Sunday, April 21, 2024

Russia’s Regional and National Movements Need to Move Beyond Holding Meetings Abroad and Making Bold Declarations, Sidorov Says

Paul Goble

            Staunton, Apr. 18 – Kyiv has helped to promote the idea among a remarkably broad public in the West that the disintegration of the Russian Federation is coming and even that such a development is an essential component of Ukraine’s victory over the Russian invasion, Vadim Sidorov says.

            Given how marginal any such ideas were only two years ago, that is a remarkable achievement, the Prague-based specialist continues.
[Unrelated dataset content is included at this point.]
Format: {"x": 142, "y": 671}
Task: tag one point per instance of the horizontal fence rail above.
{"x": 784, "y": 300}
But unfortunately, up to now, the spread of this idea has depended almost exclusively on the holding of meetings of regionalists and nationalists alone (

            These meetings and the declarations they issue are spreading the idea of the possibility of the disintegration of the Russian Federation, Sidorov argues; but they remain almost totally unknown to the peoples of that empire whom the activists taking part in them claim to speak for. If that situation continues, then the future of such movements is bleak.

            On the one hand, Moscow propagandists will exploit such talk to mobilize Russians who fear the disintegration of their country; and on the other, with the notable exception of Chechnya, few if any of the regions and republics these activists claim to speak for will take the next step and form genuine movements that could challenge the Russian state.

            Among the steps these groups need to take, Sidorov says, are the following: the creation of foreign centers to coordinate activities, the development of new ways of communicating with the populations they hope to mobilize, work toward creating structures at home, developing stable financing for both efforts, and participating when possible in the Ukrainian military.

If those steps are taken, then it is entirely possible that the national and regionalist movements “can turn into genuine political forces in the coming years and possibly even months, Sidorov says. But if they aren’t, then these groups will remain the topic of conferences and online discussions that will ultimately be dismissed as irrelevant.